Conductivity of a photodiode starts changing only if the wavelength of incident light is less than 660 nm. The band gap of the photodiode is found to be \[\frac{X}{8} \, \text{eV}.\]The value of $X$ is:\text{(Given, $h = 6.6 \times 10^{-34} \, \text{Js}$, $e = 1.6 \times 10^{-19} \, \text{C}$)}

• A. 15
• B. 11
• C. 13
• D. 21

Answer 1

The Correct Option is A

The band gap energy, represented by \(X\), of the photodiode is determined by the wavelength of light at which its conductivity begins to change, specifically when illuminated with light having a wavelength less than 660 nm.

The relationship between photon energy \(E\) and its wavelength \(\lambda\) is defined by the equation:

\(E = \frac{hc}{\lambda}\)

The constants and values used are:

• Planck's constant, \(h = 6.6 \times 10^{-34} \, \text{Js}\).
• The speed of light in a vacuum, \(c = 3 \times 10^8 \, \text{m/s}\).
• The incident light wavelength, \(\lambda = 660 \times 10^{-9} \, \text{m}\).

Substituting these values into the formula yields:

\(E = \frac{6.6 \times 10^{-34} \times 3 \times 10^8}{660 \times 10^{-9}}\)
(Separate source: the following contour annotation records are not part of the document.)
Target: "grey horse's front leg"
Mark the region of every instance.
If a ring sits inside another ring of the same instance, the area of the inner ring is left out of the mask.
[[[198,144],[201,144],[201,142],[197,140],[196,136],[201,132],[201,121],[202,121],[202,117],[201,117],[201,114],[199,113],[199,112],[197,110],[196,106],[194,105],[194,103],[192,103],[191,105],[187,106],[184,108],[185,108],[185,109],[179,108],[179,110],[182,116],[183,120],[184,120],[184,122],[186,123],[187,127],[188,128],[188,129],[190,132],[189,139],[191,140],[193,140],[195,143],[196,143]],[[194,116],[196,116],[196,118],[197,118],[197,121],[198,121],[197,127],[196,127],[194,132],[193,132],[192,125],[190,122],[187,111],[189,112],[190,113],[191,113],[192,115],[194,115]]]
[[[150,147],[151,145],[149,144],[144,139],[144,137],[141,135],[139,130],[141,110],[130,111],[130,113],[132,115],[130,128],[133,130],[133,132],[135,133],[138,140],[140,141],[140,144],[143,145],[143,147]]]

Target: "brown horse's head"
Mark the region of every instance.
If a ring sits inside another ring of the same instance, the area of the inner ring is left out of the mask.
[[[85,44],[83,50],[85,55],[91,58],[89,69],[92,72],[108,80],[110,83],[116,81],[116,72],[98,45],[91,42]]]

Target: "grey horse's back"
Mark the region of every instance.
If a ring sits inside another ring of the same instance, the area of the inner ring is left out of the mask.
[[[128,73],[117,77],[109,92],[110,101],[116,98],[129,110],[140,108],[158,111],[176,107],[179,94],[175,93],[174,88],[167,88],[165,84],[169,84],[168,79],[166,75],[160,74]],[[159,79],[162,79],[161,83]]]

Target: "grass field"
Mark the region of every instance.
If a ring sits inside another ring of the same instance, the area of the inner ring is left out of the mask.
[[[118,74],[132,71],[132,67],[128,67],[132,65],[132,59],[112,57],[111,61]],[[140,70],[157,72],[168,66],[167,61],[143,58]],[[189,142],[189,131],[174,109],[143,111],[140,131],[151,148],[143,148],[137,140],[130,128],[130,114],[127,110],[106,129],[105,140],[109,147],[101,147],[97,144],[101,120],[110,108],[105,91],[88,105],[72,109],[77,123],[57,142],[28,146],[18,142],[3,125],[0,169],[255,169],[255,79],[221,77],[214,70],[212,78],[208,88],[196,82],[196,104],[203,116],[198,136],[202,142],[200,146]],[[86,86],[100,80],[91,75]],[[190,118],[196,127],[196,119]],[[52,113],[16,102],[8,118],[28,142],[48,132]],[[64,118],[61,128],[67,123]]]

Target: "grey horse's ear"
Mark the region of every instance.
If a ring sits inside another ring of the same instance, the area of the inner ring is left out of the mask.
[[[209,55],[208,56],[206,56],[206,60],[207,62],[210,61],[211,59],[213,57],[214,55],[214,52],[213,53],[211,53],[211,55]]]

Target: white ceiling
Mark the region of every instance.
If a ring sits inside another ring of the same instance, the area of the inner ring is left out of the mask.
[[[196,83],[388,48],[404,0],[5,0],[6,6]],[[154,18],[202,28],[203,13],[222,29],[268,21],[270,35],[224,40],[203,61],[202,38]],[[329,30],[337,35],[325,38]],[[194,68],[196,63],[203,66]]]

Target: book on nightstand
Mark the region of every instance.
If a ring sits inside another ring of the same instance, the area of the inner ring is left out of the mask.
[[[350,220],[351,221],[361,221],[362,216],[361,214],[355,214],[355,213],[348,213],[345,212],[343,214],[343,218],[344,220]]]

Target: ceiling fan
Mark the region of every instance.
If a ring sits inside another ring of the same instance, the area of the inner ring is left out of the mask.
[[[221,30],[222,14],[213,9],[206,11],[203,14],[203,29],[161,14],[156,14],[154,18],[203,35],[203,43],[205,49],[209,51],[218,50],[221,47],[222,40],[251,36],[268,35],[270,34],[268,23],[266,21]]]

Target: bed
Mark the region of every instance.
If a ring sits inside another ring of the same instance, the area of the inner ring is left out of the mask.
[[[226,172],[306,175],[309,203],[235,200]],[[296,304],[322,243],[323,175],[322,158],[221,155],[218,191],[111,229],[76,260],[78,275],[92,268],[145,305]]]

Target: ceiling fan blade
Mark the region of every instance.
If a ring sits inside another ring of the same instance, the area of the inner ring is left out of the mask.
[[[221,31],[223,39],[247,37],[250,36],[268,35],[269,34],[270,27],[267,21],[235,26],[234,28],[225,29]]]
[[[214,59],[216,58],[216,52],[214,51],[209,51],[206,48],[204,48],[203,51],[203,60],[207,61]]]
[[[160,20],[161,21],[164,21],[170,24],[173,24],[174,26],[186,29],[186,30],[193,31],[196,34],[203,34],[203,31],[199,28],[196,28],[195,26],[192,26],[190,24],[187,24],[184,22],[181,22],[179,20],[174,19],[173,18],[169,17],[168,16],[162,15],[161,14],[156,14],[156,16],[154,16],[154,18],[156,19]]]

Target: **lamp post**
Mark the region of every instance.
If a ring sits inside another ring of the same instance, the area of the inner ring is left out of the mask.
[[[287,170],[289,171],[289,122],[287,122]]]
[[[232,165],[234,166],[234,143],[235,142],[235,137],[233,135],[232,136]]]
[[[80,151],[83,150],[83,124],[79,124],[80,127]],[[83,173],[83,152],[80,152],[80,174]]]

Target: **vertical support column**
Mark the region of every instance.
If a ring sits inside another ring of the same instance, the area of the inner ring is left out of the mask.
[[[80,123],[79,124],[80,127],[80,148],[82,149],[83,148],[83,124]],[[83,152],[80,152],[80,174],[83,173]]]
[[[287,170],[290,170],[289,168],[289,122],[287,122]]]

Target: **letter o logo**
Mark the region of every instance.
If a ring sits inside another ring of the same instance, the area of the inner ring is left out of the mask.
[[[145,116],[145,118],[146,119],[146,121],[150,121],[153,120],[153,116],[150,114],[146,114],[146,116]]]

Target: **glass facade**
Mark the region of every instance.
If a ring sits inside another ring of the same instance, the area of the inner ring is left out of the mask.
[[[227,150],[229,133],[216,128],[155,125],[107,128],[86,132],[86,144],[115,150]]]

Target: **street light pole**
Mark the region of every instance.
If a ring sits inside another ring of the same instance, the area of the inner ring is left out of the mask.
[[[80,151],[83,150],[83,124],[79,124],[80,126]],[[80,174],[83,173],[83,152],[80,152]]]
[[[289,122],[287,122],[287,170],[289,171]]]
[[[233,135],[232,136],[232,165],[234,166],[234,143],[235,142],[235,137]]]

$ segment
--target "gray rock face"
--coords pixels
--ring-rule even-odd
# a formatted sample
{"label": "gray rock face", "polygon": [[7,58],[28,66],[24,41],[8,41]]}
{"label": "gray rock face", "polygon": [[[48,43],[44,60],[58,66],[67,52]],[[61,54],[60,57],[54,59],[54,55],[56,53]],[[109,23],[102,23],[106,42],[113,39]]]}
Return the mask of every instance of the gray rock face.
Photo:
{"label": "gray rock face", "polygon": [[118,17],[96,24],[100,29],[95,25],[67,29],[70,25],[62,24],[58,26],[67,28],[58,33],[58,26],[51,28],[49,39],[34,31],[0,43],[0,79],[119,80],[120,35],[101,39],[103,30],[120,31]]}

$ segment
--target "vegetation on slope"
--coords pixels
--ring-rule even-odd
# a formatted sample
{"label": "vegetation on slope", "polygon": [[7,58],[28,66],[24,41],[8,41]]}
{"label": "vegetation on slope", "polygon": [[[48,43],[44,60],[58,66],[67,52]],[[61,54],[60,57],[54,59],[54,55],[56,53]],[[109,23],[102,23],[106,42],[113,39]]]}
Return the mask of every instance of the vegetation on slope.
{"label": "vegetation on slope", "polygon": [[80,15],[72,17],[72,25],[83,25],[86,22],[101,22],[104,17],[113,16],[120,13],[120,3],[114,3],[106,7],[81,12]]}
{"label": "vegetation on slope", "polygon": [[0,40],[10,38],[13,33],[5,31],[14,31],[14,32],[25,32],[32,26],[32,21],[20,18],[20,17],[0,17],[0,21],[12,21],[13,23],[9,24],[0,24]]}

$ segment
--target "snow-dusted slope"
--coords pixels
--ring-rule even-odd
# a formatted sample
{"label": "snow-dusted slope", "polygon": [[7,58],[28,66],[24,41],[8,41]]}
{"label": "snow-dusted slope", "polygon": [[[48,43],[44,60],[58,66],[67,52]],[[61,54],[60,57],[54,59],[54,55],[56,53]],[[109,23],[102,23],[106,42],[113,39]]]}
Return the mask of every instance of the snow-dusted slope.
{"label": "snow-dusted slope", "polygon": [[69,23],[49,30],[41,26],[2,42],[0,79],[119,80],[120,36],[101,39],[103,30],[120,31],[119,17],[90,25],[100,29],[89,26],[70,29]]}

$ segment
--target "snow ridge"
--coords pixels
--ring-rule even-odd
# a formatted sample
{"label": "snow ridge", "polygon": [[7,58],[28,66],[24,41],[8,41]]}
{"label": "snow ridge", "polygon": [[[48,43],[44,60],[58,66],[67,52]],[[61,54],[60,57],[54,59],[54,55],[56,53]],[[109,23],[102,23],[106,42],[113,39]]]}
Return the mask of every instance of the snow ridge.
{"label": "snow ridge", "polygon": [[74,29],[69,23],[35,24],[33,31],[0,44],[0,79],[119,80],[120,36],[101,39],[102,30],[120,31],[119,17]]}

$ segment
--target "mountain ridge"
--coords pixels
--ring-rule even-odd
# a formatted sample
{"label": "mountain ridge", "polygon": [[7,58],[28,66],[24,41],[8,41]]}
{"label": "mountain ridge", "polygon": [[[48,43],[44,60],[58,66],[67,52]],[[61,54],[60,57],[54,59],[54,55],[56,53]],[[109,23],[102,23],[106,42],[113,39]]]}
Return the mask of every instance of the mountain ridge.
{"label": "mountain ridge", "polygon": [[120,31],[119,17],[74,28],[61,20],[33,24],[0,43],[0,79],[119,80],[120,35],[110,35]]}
The calculation proceeds as follows:

\(E = \frac{6.6 \times 3}{660} \times 10^{-34 + 8 + 9} \, \text{eV}\)

Simplification results in:

\(E = \frac{6.6 \times 3}{660} \times 10^{-17} \, \text{eV}\)

\(E = \frac{19.8}{660} \times 10^{-17} \, \text{eV}\)

\(E \approx 3.0 \times 10^{-19} \, \text{J}\)

To convert the energy from joules to electron volts, the conversion factor \(1 \, \text{eV} = 1.6 \times 10^{-19} \, \text{J}\) is applied:

\(E = \frac{3.0 \times 10^{-19}}{1.6 \times 10^{-19}} \, \text{eV}\)

\(E \approx 1.875 \, \text{eV}\)

Given that the band gap \(E_g\) is expressed as \(\frac{X}{8} \, \text{eV}\), we set the calculated energy equal to this expression to solve for \(X\):

\(\frac{X}{8} = 1.875\)

Solving for \(X\):

\(X = 1.875 \times 8 = 15\)

The value of \(X\) is determined to be 15. The correct answer is 15.